Kapitel 4

Elena's Perspektive

Meine Hände hörten nicht auf zu zittern. Ich umklammerte das Lenkrad so fest, dass meine Knöchel weiß wurden.

„Sechs Jahre“, flüsterte ich, dann schrie ich. „Sechs verdammte Jahre!“

Ich hatte weit genug von der Klinik entfernt geparkt, damit mich niemand zusammenbrechen sah. Die Tränen kamen heiß und schnell, verwandelten die Windschutzscheibe in ein wässriges Durcheinander, das meinen Emotionen entsprach.

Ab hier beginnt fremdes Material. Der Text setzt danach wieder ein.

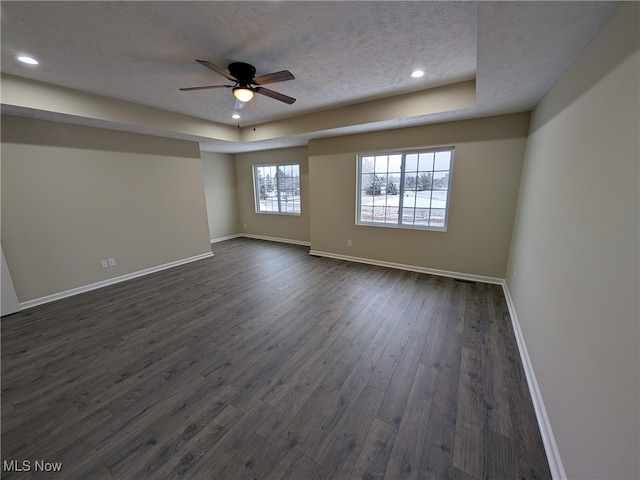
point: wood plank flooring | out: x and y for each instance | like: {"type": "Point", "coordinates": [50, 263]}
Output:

„Wer zum Teufel glaubst du, dass du bist?“ zischte ich Richards Phantom an. „Du bringst diese Frau zu mir, während ich schwanger bin, und erwartest dann, dass ich dich sechs Jahre später rette?“

Ich atmete mehrmals tief durch und kämpfte darum, meine Gefühle unter Kontrolle zu bringen.

Als ich nach Hause kam, saß Max auf dem Sofa, seine Augen blinkten schläfrig in der Dunkelheit.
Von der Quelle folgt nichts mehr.